Pourquoi l'Iran reprend-il l'enrichissement à 20 % ?

Comment en est-on arrivé là et quelles sont les conséquences diplomatiques de la décision iranienne ? 

Pourquoi l'Iran reprend-il l'enrichissement à 20 % ?

Un drapeau iranien flottant devant le siège de l'Agence internationale pour l'énergie atomique (AIEA), à Vienne, en Autriche, le 9 septembre 2019. Photo REUTERS/Leonhard Foeger

L'Iran a recommencé lundi à enrichir l'uranium à 20 %. Ce nouveau désengagement par rapport à ses obligations nucléaires s'explique par des enjeux politiques locaux et le bras de fer qui l'oppose à Washington.

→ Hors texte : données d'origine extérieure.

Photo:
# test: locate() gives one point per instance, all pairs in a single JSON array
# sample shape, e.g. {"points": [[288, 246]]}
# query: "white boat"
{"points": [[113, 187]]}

Comment en est-on arrivé là ?

En 2015, la République islamique et le Groupe des Six (Chine, Etats-Unis, France, Grande-Bretagne, Russie et Allemagne) s'entendent à Vienne sur un Plan d'action global commun (PAGC) censé régler la question nucléaire iranienne après douze années de tensions. L'accord offre à l'Iran un allègement des sanctions internationales en échange d'une limitation drastique de son programme nucléaire et de garanties prouvant qu'il ne se dote pas de la bombe atomique.

En 2018, Donald Trump retire les Etats-Unis du PAGC et rétablit les sanctions américaines qui avaient été levées contre Téhéran. L'Iran plonge en récession. L'année suivante, Téhéran décide de s'affranchir progressivement de ses engagements pris à Vienne pour forcer (jusqu'ici sans succès) les autres partenaires de l'accord à l'aider à contourner les sanctions américaines.

Se disant prêt à revenir à l'application stricte de l'accord s'il obtient satisfaction, l'Iran décide, entre autres mesures, d'enrichir l'uranium au-delà de la limite prévue à Vienne (3,67 %), mais sans dépasser 4,5 %.

Pourquoi cette décision maintenant ?

La décision de passer à 20% (seuil rapprochant des 90 % nécessaires pour une arme nucléaire) n'émane pas du gouvernement modéré-réformateur du président Hassan Rohani, principal artisan de l'accord de Vienne côté iranien, mais du Parlement, tenu depuis février par les conservateurs. Après l'élimination d'un physicien nucléaire dans une attaque que Téhéran attribue à Israël, les députés ont voté en décembre une loi imposant une reprise immédiate de l'enrichissement à 20 % (que l'Iran pratiquait avant le PAGC), à hauteur de 120 kg par an.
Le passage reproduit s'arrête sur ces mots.